The statement, released by the Tass news agency and read on television last night, said "developments in the gulf zone are taking an ever more alarming and dramatic turn."
"The logic of military operations and the character of the military actions are creating a threat of going beyond the mandate defined by the [U.N.] resolutions," Mr. Gorbachev said.
"Judging by some statements on a political level and those made by influential mass media organs, attempts are being made to condition people on both sides of the conflict to the idea of the possibility and permissibility of the use of weapons of mass destruction," he said.
"If this happened, the whole of world politics, the entire world community would be shaken to their foundations," he said.
[The White House, in response, reiterated that the allied goal was the liberation of Kuwait, not the destruction of Iraq.
["Any attacks on Iraq are designed solely to implement the Security Council's resolutions and to minimize coalition casualties that might stem from the liberation of Kuwait," spokesman Bill Harlow said in a statement read to wire services. "The coalition is going to great lengths to avoid collateral damage and any injury to civilians in Iraq."

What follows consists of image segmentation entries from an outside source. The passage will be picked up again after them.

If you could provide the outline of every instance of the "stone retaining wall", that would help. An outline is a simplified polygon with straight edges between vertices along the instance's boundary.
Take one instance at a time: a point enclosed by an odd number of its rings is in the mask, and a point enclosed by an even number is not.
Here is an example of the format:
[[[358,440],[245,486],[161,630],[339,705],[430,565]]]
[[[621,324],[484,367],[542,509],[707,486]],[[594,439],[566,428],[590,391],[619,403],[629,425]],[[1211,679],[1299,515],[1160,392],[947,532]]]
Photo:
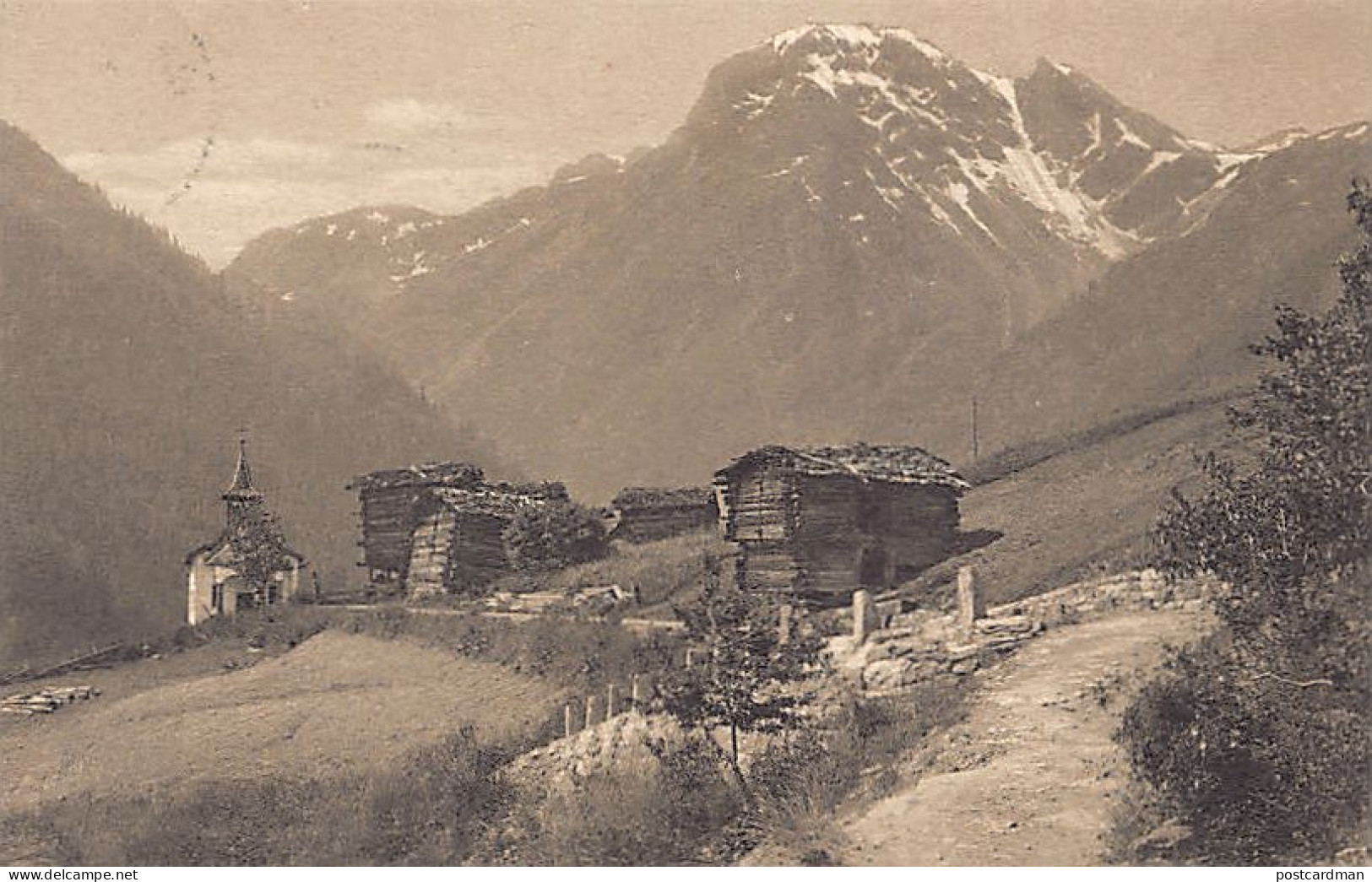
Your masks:
[[[985,617],[963,615],[965,610],[899,613],[890,616],[884,628],[870,632],[863,628],[852,636],[833,638],[829,649],[836,668],[862,689],[896,691],[938,676],[966,676],[1050,627],[1115,612],[1199,612],[1207,590],[1209,586],[1199,582],[1168,584],[1152,569],[1133,571],[993,606]],[[974,597],[969,597],[974,604]]]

[The White House said that there was no U.S. objection to Mr. Gorbachev's sending a special representative to meet with Mr. Hussein and that it was pleased that the Soviet leader had repeated his support for the U.N. resolutions and had appealed to Mr. Hussein to settle the conflict.]
Mr. Gorbachev's statement reflected the Kremlin consensus that the conflagration near the southern Soviet border is fraught with economic and political danger for the Soviet Union.
While the Soviet Union has declined to contribute any troops to the anti-Iraq coalition, it has consistently backed U.N. Security Council resolutions condemning the Iraqi annexation of Kuwait and authorizing the use of military force to end the occupation. The Soviet president carefully reiterated that backing yesterday.
But as the conflict threatens to escalate, Mr. Gorbachev and other officials clearly are worried that the Soviet Union may appear to have given its advance endorsement to any action that may be taken by allied forces.
With a Muslim population of 70 million or more and traditional ties in the Arab world, the Soviet Union is interested in keeping its distance and playing the role of peacemaker rather than cheerleader for the U.S.-led alliance.
In addition, Soviet ecologists and military officials have sounded the alarm about the potential harm to Soviet citizens and territory from chemical, bacteriological or nuclear weapons used in the gulf war.